From: Juergen Borleis <jbe@pengutronix.de>
To: ptxdist@pengutronix.de
Subject: [ptxdist] [PATCH 01/20] rootfs: keep /var writable, even if the rootfs is read-only
Date: Wed, 5 Jun 2019 14:54:02 +0200 [thread overview]
Message-ID: <20190605125421.20087-2-jbe@pengutronix.de> (raw)
In-Reply-To: <20190605125421.20087-1-jbe@pengutronix.de>
Having a read-only root filesystem is always a source of pain and trouble.
Many applications and tools expect to be able to store their state or
caching data or at least their logs somewhere in the filesystem.
The '/var' directory tree has a well known structure according to the
"File System Hierarchy Standard" and is used by all carefully designed
programs. Thus, this change provides a way to have this '/var' directory
tree writable, even if the main root filesystem is mounted read-only. It
uses an overlay filesystem and by default a RAM disk to store changed and
added data to this directory tree in a non persistent manner.
Due to the nature of the overlay filesystem the underlaying files from the
main root filesystem can still be accessed.
This approach requires the overlay filesystem support from the Linux
kernel.
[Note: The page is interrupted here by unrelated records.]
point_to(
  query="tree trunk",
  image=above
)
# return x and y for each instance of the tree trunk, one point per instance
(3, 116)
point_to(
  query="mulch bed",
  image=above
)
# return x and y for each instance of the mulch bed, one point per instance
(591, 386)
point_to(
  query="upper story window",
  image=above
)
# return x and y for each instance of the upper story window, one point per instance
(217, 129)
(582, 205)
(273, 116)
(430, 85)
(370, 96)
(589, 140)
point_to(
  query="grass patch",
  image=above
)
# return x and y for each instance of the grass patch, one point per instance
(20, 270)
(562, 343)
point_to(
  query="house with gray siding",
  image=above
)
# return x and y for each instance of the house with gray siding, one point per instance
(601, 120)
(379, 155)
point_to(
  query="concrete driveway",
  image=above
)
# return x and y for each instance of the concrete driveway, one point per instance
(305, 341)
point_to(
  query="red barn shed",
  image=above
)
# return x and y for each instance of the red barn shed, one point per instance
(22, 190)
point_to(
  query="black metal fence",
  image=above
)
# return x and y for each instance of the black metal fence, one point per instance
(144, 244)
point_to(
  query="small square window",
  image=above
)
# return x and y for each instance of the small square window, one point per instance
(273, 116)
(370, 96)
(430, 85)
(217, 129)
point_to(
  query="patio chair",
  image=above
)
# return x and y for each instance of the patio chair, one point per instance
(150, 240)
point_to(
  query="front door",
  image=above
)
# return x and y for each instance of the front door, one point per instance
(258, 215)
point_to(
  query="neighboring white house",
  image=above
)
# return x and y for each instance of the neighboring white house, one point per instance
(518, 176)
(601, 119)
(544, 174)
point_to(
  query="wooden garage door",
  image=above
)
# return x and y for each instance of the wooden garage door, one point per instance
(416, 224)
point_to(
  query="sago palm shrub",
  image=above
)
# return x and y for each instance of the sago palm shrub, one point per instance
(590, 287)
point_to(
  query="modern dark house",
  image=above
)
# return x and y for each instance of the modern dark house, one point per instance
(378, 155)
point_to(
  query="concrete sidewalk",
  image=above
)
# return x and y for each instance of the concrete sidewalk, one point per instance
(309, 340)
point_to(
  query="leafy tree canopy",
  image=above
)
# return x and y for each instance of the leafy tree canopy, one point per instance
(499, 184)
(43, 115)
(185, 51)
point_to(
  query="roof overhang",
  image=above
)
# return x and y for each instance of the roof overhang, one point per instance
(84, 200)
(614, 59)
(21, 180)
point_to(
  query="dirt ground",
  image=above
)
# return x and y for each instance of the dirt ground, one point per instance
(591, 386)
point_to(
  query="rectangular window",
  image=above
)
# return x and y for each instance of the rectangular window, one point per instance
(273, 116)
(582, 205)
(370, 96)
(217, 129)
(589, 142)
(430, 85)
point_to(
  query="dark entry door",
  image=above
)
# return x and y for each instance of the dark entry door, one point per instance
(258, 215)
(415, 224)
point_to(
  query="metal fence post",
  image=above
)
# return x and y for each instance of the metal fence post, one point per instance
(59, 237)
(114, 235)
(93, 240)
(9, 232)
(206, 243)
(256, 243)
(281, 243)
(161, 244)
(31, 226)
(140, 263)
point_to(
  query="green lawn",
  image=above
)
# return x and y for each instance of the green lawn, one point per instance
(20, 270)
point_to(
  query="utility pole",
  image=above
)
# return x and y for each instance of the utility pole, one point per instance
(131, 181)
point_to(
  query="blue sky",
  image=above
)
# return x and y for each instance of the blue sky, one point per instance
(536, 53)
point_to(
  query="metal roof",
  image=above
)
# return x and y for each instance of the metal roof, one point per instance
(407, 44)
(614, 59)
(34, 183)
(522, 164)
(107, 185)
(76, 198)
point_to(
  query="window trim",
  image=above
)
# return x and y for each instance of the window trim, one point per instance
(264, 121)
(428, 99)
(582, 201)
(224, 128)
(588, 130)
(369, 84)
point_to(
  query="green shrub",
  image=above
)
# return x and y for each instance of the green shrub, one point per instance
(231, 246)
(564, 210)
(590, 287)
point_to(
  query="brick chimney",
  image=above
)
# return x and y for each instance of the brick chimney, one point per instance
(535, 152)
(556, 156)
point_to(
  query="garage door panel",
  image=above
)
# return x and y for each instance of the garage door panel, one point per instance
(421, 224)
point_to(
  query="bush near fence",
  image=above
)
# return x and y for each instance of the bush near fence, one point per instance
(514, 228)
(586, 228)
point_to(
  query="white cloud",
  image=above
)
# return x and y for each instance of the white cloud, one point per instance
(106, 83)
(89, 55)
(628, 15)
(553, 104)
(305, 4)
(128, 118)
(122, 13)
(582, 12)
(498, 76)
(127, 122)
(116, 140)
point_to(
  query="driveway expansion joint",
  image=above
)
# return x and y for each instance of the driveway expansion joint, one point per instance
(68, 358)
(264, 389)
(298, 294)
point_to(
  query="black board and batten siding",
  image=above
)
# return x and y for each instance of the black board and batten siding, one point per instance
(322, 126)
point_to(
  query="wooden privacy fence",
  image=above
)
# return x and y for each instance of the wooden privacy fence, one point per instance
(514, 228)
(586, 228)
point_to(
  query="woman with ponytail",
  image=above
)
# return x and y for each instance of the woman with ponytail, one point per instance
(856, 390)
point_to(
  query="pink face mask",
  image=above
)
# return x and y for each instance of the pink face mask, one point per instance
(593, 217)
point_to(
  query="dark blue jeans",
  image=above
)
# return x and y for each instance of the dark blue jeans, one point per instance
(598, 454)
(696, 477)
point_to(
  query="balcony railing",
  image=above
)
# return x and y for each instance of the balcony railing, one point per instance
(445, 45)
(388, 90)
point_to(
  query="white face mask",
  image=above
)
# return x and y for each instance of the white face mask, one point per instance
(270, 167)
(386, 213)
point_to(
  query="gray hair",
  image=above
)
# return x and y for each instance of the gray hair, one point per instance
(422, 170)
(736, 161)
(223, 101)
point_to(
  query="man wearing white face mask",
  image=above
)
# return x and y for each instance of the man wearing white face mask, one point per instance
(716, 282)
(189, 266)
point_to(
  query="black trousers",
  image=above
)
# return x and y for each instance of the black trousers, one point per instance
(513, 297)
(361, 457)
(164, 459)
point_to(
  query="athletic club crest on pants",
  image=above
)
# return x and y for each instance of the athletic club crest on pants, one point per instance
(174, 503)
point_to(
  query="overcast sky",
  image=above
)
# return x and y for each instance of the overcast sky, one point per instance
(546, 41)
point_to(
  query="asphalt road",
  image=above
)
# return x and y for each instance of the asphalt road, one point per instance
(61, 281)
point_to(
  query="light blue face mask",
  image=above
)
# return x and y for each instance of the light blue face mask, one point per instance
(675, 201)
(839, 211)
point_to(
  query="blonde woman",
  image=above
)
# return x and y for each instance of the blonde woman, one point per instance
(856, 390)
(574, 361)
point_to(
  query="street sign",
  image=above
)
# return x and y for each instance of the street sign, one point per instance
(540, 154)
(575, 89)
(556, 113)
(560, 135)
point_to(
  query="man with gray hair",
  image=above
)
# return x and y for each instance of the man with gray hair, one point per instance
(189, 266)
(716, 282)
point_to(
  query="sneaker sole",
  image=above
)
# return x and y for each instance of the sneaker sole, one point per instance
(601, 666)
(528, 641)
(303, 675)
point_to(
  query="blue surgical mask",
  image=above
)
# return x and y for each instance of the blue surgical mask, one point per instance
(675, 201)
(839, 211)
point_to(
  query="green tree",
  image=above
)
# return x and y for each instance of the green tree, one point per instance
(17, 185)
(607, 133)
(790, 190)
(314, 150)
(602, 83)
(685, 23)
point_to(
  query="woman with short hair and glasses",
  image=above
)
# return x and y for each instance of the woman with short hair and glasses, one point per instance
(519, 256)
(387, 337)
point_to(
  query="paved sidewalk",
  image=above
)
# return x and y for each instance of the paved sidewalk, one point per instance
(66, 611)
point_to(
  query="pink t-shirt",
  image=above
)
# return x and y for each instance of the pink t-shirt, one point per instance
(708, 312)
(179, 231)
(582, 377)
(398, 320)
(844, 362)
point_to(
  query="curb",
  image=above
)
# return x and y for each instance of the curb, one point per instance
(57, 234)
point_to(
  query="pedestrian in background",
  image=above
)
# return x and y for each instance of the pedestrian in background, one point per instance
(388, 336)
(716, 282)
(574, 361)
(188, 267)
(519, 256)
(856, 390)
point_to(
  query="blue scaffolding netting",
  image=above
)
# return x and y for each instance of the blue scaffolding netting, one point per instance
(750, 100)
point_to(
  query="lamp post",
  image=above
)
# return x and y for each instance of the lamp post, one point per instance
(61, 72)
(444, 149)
In order to use it, the feature CONFIG_OVERLAY_FS must be enabled.
The ugly details to establish the required overlaying filesystem are hidden
behind a "mount helper" for a dummy filesystem (here called 'varoverlayfs').
Thus, a BSP can change the overlaying filesystem by providing its own
'run-varoverlay.mount' in order to restrict the default RAM disk
differently or to switch to a different local storage.
The '/etc/fstab' file gets touched in this change, to enable some already
used RAM disks on demand, to gain backward compatibility if no overlay
approach is used.
Signed-off-by: Juergen Borleis <jbe@pengutronix.de>
---
doc/daily_work.inc | 97 +++++++++++++++++++
projectroot/etc/fstab | 6 +-
.../lib/systemd/system/run-varoverlayfs.mount | 10 ++
projectroot/usr/lib/systemd/system/var.mount | 10 ++
projectroot/usr/sbin/mount.varoverlayfs | 11 +++
rules/rootfs.in | 58 ++++++-----
rules/rootfs.make | 19 +++-
7 files changed, 180 insertions(+), 31 deletions(-)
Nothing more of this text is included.